Perceptual Hash project for Videos (MMAI Term Project)
Students:
- Sebastian Agethen (蔡格昇) (D01944015)
- Reinhard Pointner (郝瑞尼) (R02922148)
- 蔡宗諭 (D00942019)
With the advent of filesharing more and more people enjoy watching movies of tv shows on their computers, on top of that more and more people prefer buying digital copies over physical disks. The obvious advantage being that the media is always readily available on the harddrive for local consumption or streaming to other devices. Just as many people now store thousands of music files on their computer this may very well be the case for full-length movie files. And just as with music there will be a need organize and index this large number of videos in one way or another.
This trend is underlined by increasingly popular HTPC and Media Center software like XBMC, Plex, Servio, MythTV and myriad of similar software with the sole purpose of organizing, indexing and playing videos, music and images into beautiful easy-to-navigate libraries. For music files ID3 tags are generally available as part of the file itself so the HTPC software so music libraries can be organized automatically and easily navigated by artist, album, year, genere, or any other type of information. On top of that music identification based on Audio Fingerprint technology has become commonplace through services like Apples commercial iTunes MusicMatch or the open-source MusicBrainz AcoustID database. So even music that has not been tagged at all can easily be identified and associated with metadata online.

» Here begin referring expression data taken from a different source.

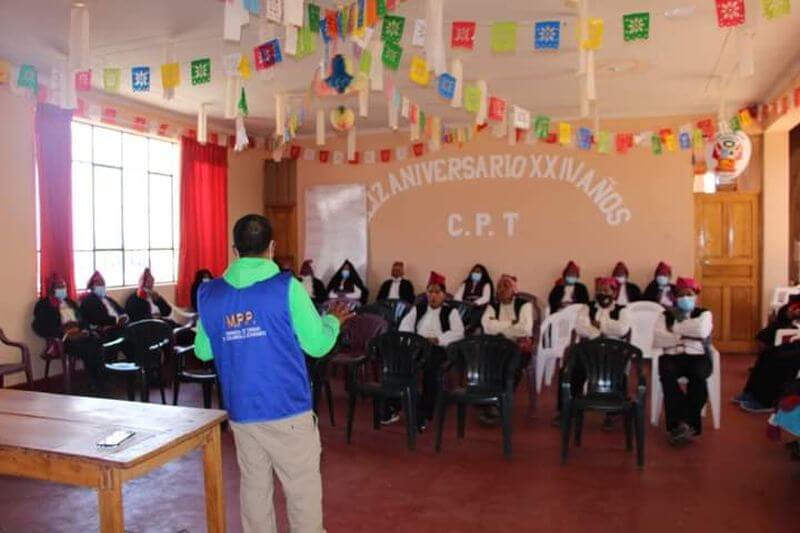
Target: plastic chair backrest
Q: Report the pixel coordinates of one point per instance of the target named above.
(398, 355)
(780, 295)
(557, 328)
(605, 362)
(488, 361)
(644, 316)
(360, 329)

For video the situation is dire. Not only do the most popular video formats not even support any kind of tagging mechanism, even the newer formats like mp4 that would support tagging are generally never tagged. HTPC software can therefore only rely on the filepath to infere at least some pieces of information, and in many cases even that is impossible due to bad naming. The de-facto standard in HTPC software is that media already needs to be perfectly named and organized so that the HTPC software can look up additional metadata via webservices like TheMovieDB or TheTVDB. The process of manually organizing thousands of files is extremely time-consuming and even then there will be a risk of misidentified files if the names don't match the online database entries verbatim.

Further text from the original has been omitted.